Thursday, March 1, 2012

The Cities

There are only three cities in the land of Kimatarthi: Markaz, Mudun, and Bryss. This emptiness is one of the first features I decided upon when creating the land. I liked the idea of civilization concentrated in only a few remote places, the land in between being hostile if not unlivable. Of course, then I had to decide why civilization hadn’t expanded beyond these spaces…

For me part of the creation process is this reverse engineering of history. I find an interesting concept and then figure out how that could have come about. This is when I settled on the idea that Kimatarthi wasn’t always like this – it is a post-apocalyptic world. In fact, these three cities represent the aftermath of the Goblin Wars that wiped out cities and towns by the dozens.  Each of these remaining cities represents a different aspect of that old civilization. (Though I was never really aware of that literary quality until just this minute.)

Markaz was the site of a final battle between humans and goblins. Refugees from all across the land sought refuge behind its walls, and in one final effort mankind was able to resist the goblin tide. Broken, the goblin armies slowly began to scatter and retreat. But these refuges had nowhere to return, so Markaz became a melting pot of the remnants of the earlier era. Here society, economy, culture, and politics are being born anew. This renewal is far from hopeful, however. The city remains a broken mess. It is a wretched hive wherein life is poor, nasty, brutish, and short (it is far too overcrowded to be solitary, though).

One could say that Mudun is the city for the hopeful—or the foolish. Some time after the goblin war, bands of people were willing (perhaps eager) to leave the dregs of Markaz behind. They set out across the valley and rebuilt a city on the ruins of a former trade hub. The location was chosen because the north-eastern plateau is fertile ground, compared to the rocky pass where Markaz sits. Nestled along a river at the foot of the mountains, Mudun is definitely a frontier town. The nearby region allows for agricultural development, but the city itself must be continuously fortified against regular goblin attacks.

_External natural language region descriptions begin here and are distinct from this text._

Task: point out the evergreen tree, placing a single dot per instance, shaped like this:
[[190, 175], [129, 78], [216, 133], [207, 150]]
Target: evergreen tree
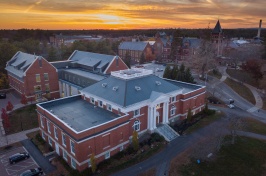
[[177, 42], [167, 72], [127, 59], [142, 59], [135, 141]]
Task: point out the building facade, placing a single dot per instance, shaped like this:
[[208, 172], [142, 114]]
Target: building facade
[[101, 120], [33, 76]]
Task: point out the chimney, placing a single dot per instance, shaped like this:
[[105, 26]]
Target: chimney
[[259, 29]]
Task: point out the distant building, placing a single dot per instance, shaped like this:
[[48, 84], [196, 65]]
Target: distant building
[[135, 50], [83, 69], [102, 119], [33, 76]]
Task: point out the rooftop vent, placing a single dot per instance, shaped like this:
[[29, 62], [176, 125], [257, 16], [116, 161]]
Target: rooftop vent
[[137, 88], [115, 88], [158, 83]]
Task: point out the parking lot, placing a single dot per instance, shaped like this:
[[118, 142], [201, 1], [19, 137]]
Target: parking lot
[[7, 169]]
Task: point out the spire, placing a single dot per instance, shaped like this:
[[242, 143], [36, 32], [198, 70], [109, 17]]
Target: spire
[[217, 29]]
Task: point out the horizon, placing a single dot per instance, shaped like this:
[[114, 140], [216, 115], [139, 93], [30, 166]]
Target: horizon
[[129, 14]]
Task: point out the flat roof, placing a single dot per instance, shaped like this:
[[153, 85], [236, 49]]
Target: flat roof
[[77, 113], [85, 74]]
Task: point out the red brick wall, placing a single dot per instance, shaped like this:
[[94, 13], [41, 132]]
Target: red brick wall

Finally, the remote city of Bryss in some ways represents what Kimatarthi once was. Bryss has always been isolated from the rest of the world. It is the only city that has ever existed west of the Great Rift, a massive and impassible escarpment that runs nearly the entire length of the world. Although it is far to the south, the only passage to the west is far in the north at Markaz. Travelers then have to make their way through the desert that dominates the western part of the world before finding a gap that leads back up into the valley of Bryss. This isolation has resulted in cultural differences, but also spared the population from the horrors of the goblin invasion. No doubt, these factors combined generate a bit of resentment between the populations of the east and the west. However, the world needs the good Bryss produces, just as they need the markets.